Ankara’dan yola çıkan ancak İstanbul’a sokulmayan öğrencilere destek amacıyla İzmit’ten otobüsle Çamlıca gişelerine gelen “Öğrenci Kolektifleri” grubu polis tarafından engellendi. Kocaelili öğrenciler polis kontrolünde D-100 Karayolu’ndan İzmit’e döndü. Merkez Bankası Kavşağı’nda otobüsten inen grup, polis gözetiminde kent içinde yürüyüp Sabri Yalım Parkı’nda basın açıklaması yapmak istedi. Grup trafik akışını engelleyince polis tarafından uyarıldı. Öğrenciler ceplerindeki yumurtaları polise attı. Polis öğrencilere müdahale etti, 15 kişiyi gözaltına aldı.
Polisin sert müdahalesi, yaşananların duyulmasının ardından çeşitli illerde yapılan eylemlerle protesto edildi.

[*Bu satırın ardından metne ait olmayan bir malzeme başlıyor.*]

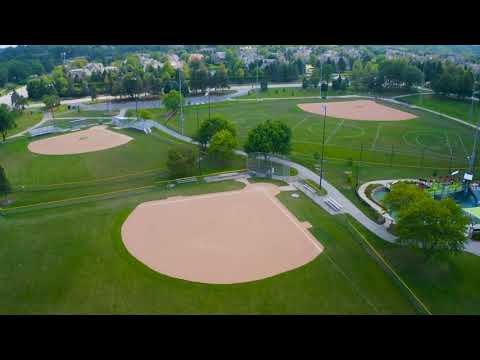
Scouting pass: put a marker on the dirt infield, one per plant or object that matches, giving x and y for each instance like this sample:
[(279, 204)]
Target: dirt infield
[(221, 238), (358, 110), (93, 139)]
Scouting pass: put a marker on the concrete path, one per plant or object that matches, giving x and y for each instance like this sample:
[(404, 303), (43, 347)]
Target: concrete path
[(347, 206)]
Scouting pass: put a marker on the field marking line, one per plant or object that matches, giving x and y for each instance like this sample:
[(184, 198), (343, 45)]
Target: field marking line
[(108, 193), (463, 145), (448, 142), (332, 134), (295, 221), (390, 268), (376, 136), (352, 284)]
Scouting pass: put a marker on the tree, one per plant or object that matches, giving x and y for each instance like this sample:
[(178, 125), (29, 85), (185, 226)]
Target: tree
[(181, 160), (7, 120), (269, 137), (209, 127), (341, 65), (172, 101), (436, 227), (222, 145), (5, 187)]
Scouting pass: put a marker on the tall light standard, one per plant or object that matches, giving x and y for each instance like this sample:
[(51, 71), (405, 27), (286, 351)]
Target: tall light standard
[(321, 77), (324, 108), (181, 101)]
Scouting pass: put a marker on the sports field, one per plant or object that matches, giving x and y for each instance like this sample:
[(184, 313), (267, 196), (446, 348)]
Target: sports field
[(426, 141), (56, 265), (460, 109)]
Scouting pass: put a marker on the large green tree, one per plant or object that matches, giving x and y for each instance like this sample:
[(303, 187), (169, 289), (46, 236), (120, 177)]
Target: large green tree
[(222, 145), (172, 101), (209, 127), (436, 227), (269, 137)]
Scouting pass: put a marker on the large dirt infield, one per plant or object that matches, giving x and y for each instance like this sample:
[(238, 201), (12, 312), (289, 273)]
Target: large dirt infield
[(220, 238), (367, 110), (95, 138)]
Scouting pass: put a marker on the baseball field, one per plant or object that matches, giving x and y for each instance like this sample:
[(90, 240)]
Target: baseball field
[(90, 257)]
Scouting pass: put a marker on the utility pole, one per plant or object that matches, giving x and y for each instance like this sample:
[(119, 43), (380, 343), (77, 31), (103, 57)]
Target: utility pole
[(323, 144), (182, 120), (321, 77)]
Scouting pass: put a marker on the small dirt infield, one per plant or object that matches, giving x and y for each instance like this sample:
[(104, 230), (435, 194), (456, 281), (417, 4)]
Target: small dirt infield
[(366, 110), (222, 238), (93, 139)]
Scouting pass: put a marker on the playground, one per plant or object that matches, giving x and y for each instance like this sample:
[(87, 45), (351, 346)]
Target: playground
[(225, 242), (96, 138), (367, 110)]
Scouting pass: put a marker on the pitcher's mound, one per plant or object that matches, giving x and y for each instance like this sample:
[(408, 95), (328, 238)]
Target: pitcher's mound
[(358, 110), (221, 238), (93, 139)]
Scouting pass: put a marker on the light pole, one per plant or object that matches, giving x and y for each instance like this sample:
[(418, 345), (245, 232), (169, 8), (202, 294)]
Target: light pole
[(321, 77), (324, 107)]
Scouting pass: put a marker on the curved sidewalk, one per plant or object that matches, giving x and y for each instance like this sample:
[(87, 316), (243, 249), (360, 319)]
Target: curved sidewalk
[(348, 207)]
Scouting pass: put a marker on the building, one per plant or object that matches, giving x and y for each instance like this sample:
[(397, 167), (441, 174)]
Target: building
[(78, 74), (195, 57)]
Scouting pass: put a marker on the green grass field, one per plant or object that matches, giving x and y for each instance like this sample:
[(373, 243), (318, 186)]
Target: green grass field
[(37, 178), (27, 119), (401, 143), (56, 265), (460, 109), (445, 286)]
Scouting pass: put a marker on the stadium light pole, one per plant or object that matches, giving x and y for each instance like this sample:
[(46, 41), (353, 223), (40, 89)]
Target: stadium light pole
[(324, 107), (321, 77), (181, 100)]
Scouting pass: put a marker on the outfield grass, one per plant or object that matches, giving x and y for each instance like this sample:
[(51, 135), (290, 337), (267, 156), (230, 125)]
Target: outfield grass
[(25, 120), (144, 153), (56, 265), (460, 109), (431, 137)]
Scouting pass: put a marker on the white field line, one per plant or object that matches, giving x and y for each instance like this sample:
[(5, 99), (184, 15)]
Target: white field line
[(376, 137), (332, 134)]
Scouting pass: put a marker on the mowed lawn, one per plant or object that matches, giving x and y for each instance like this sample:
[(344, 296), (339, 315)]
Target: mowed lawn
[(53, 264), (448, 286), (460, 109), (431, 137), (144, 153)]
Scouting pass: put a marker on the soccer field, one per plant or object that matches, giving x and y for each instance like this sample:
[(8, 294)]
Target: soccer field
[(426, 141)]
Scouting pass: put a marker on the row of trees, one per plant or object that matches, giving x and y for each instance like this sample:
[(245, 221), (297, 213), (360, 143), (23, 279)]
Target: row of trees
[(372, 76)]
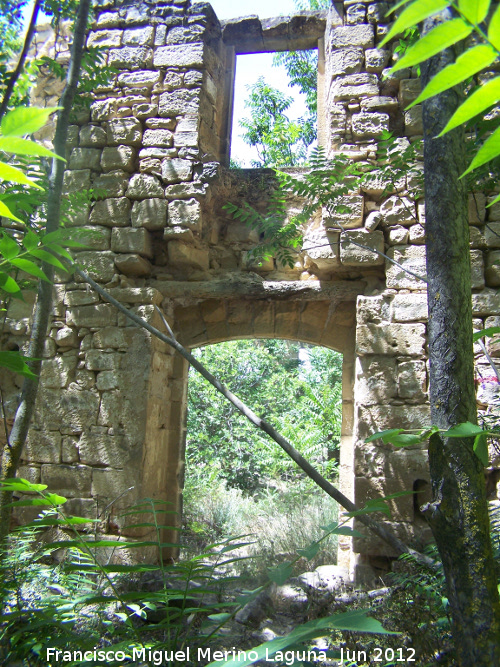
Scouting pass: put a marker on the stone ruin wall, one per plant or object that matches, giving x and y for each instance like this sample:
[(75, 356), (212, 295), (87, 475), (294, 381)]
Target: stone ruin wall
[(109, 427)]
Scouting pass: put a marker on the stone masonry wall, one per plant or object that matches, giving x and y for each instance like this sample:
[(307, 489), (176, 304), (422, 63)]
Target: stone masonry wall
[(110, 421)]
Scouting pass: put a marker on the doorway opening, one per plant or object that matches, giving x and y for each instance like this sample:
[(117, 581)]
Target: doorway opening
[(238, 481)]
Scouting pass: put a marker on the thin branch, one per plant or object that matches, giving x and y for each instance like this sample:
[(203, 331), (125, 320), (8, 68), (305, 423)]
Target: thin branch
[(376, 527), (22, 58)]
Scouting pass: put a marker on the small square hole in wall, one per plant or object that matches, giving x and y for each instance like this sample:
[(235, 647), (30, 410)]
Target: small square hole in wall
[(274, 109)]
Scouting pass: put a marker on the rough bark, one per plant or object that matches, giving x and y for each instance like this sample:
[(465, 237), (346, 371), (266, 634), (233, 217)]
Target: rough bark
[(458, 514), (12, 451)]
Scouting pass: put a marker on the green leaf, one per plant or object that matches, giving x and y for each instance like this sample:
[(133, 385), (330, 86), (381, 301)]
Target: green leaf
[(480, 100), (20, 146), (25, 120), (481, 449), (15, 175), (9, 248), (490, 331), (439, 38), (14, 361), (8, 284), (29, 267), (474, 11), (465, 430), (489, 150), (6, 213), (415, 13), (469, 63), (494, 29)]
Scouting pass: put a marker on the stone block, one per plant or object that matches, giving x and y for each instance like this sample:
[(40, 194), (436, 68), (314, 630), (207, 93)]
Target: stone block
[(119, 157), (162, 138), (132, 241), (179, 55), (176, 170), (322, 248), (413, 121), (68, 480), (98, 265), (142, 36), (346, 61), (133, 265), (411, 258), (409, 308), (97, 448), (113, 183), (393, 339), (351, 254), (409, 90), (376, 59), (185, 213), (131, 57), (144, 186), (355, 85), (114, 212), (492, 269), (93, 136), (179, 102), (376, 380), (181, 255), (125, 131), (150, 213), (349, 219), (98, 315), (368, 125), (85, 158), (356, 35), (398, 211), (42, 447)]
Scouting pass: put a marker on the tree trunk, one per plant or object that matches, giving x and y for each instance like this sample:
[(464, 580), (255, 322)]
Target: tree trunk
[(458, 514), (13, 449)]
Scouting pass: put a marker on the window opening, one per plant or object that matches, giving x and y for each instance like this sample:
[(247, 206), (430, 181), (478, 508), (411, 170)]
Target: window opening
[(274, 109), (237, 481)]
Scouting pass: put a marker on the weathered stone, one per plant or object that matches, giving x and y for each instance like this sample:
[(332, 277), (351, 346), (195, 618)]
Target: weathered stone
[(132, 241), (346, 61), (126, 131), (131, 57), (375, 380), (133, 265), (111, 212), (150, 213), (411, 258), (412, 380), (395, 339), (42, 447), (351, 254), (349, 220), (492, 269), (355, 85), (185, 256), (85, 158), (179, 55), (139, 36), (68, 480), (359, 35), (163, 138), (368, 125), (113, 183), (99, 315), (185, 213), (376, 59), (142, 186), (121, 157), (413, 121)]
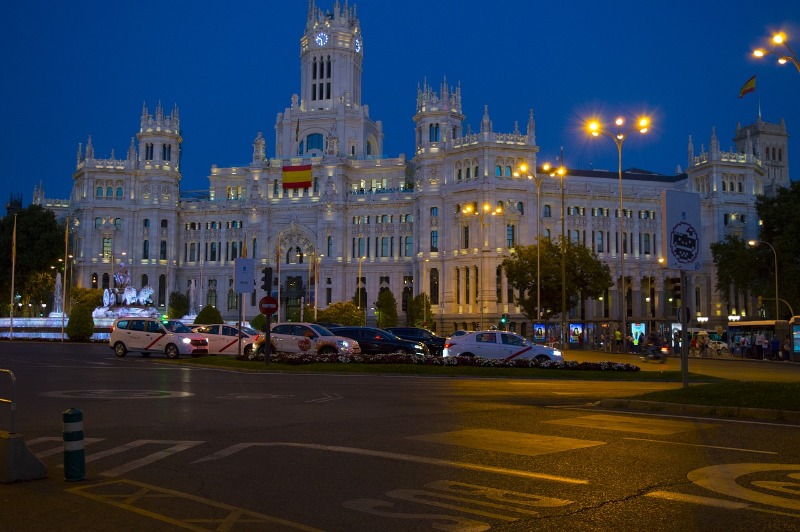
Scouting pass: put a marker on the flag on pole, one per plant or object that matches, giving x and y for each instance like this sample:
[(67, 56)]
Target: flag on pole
[(297, 176), (749, 86)]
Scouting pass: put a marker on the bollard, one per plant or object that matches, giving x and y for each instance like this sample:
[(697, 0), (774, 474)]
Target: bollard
[(74, 456)]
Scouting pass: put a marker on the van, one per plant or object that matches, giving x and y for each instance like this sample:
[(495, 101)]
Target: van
[(153, 335)]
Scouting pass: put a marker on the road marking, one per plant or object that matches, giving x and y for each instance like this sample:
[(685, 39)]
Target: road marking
[(177, 446), (705, 446), (392, 456), (155, 502), (60, 448), (632, 424), (507, 442), (326, 398)]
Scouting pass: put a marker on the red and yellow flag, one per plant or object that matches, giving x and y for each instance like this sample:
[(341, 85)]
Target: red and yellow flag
[(297, 176), (749, 86)]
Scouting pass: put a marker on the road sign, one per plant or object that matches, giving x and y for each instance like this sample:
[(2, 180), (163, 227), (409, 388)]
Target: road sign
[(268, 305)]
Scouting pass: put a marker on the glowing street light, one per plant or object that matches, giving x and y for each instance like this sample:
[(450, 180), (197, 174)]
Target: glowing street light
[(596, 129), (779, 39)]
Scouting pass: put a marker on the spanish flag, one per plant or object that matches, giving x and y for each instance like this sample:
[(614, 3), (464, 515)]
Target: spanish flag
[(749, 86), (297, 176)]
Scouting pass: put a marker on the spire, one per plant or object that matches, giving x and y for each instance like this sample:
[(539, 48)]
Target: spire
[(531, 129)]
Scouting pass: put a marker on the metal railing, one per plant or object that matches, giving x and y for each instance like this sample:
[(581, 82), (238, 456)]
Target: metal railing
[(12, 400)]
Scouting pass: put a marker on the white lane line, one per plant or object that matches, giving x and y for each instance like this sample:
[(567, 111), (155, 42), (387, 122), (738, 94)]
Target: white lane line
[(392, 456), (705, 446)]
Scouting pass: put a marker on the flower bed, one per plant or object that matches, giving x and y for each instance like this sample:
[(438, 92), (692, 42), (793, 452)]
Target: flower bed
[(400, 358)]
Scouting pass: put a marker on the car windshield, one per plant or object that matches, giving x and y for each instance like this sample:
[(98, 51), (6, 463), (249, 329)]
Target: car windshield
[(320, 330), (175, 326)]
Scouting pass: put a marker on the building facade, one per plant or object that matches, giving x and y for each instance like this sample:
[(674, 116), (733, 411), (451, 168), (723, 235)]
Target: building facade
[(440, 223)]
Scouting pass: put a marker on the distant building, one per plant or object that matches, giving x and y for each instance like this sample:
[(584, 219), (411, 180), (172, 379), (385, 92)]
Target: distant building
[(359, 220)]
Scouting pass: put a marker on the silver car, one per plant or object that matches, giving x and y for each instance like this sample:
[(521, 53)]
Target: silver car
[(498, 344)]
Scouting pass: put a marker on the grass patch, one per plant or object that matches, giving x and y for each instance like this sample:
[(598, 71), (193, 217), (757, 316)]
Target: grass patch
[(443, 371), (772, 395)]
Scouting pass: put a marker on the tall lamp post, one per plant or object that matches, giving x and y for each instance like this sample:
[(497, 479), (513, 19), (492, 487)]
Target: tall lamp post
[(485, 210), (780, 38), (596, 129), (775, 254), (537, 178)]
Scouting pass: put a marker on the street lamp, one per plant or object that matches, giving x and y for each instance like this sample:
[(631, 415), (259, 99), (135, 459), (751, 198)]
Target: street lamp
[(537, 178), (775, 254), (780, 38), (596, 129)]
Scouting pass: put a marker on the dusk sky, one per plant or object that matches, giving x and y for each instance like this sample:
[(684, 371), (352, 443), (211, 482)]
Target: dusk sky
[(74, 69)]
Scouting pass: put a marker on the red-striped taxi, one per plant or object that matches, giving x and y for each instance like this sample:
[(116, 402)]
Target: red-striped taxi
[(153, 335), (223, 339), (498, 344)]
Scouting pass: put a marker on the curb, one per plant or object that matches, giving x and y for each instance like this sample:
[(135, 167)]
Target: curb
[(765, 414)]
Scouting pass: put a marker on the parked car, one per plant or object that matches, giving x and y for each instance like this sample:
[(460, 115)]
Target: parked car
[(498, 344), (224, 339), (434, 342), (154, 335), (306, 338), (374, 341)]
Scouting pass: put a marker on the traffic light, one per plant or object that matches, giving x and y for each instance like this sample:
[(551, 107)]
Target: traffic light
[(266, 279)]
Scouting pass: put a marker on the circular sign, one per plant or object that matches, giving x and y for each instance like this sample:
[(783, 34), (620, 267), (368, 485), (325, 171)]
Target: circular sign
[(268, 305)]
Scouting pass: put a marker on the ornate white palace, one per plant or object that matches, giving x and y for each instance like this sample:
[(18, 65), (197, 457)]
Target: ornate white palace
[(370, 222)]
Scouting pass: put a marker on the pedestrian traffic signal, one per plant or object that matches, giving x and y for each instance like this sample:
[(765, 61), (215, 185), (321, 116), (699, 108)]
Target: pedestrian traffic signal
[(266, 279)]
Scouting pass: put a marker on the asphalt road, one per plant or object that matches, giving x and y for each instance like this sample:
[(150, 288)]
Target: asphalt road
[(175, 448)]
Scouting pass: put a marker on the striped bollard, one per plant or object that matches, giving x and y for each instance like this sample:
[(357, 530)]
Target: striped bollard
[(74, 456)]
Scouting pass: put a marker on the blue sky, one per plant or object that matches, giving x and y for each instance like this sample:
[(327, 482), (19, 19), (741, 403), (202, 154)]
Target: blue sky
[(74, 69)]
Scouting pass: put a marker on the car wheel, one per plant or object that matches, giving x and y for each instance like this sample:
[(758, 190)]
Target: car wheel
[(120, 350), (172, 351)]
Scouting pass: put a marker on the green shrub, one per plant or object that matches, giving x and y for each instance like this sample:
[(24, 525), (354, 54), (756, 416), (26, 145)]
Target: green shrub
[(81, 324), (208, 315)]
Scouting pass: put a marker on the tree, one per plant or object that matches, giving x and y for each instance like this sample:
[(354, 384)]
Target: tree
[(208, 315), (780, 225), (80, 327), (586, 276), (178, 305), (419, 311), (736, 266), (40, 243), (386, 309), (346, 313)]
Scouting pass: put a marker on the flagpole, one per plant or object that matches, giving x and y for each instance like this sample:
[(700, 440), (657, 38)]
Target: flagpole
[(64, 289), (13, 266)]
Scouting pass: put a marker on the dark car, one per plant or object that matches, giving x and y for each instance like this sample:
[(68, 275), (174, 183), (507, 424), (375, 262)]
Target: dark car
[(418, 334), (374, 341)]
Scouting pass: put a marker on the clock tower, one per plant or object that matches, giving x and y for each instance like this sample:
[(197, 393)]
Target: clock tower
[(328, 117)]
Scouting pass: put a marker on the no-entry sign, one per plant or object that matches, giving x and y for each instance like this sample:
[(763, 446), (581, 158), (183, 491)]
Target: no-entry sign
[(268, 305)]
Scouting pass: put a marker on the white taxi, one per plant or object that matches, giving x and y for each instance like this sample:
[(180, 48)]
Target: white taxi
[(498, 344), (224, 339), (308, 338)]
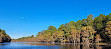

Kimyasal müdahaleye doğal tedavi

POLİSİN sıktığı biber gazı sonrası gazdan etkilenen öğrenciler dinlenme tesisinin açık bölümlerine, çimenlere, asfalta uzanıp acıyla çığlıklar attı. Acı içinde kıvranan öğrencileri gören tesisteki çalışanlar sağlam öğrencilere maden suyu ve limon verdi. Öğrenciler de, biber gazından perişan olan arkadaşlarının gözlerine maden suyu dökerek, limon sıkarak acılarını dindirmeye çalıştı.

Böcek ilaçlar gibi

Çevik Kuvvet polisi ile öğrenciler karşı karşıya gelince önce sözlü müdahele oldu. Ardından gözyaşartıcı gaz ve coplu müdahele başladı. Gazlı müdahalede polislerin sırtlarında taşıdığı daha çok yangın söndürme tüplerine benzeyen basınçlı tüplerden yapıldı. Bu yöntem, uzak mesafeden tüfekle atılan gaz bombasına oranla çok daha etkili. Bir polis yetkilisi likit olan gazın rüzgarla kolayca yok olmadığı için eylemcinin etkisiz hale getirilmesinde iki kat daha etkili olduğunu söyledi.

Sanki sahra hastanesi

Çevik Kuvvet polisleri yere düşen öğrencilere de acımadan, cop ve tekmelerle vurup yerlerde sürükleyerek gözaltına aldı. Müdahale sırasında yakın mesafeden yüzlerine gaz isabet eden öğrenciler kendilerini dinlenme tesisindeki çimenlerin üzerine attı. Dinlenme tesisinin önü savaş ya da afetlerde kurulan sahra hastanelerini aratmadı.

Arkadaş desteği

POLİSİN gözaltı furyası sürerken, gazdan etkilenen öğrencilere ilk yardımı yine arkadaşları yaptı. Çayırlara uzanan ve fenalık geçiren öğrencilere, gazdan etkilenmeyen arkadaşları tarafından ilk yardım yapıldı. Bazı öğrenciler, dayak yiyen ve biber gazından gözleri perişan olan arkadaşlarına, “Dayanın Dev-Genç’liler, bu acı da geçecek” diyerek psikolojik destek vermeye çalıştı.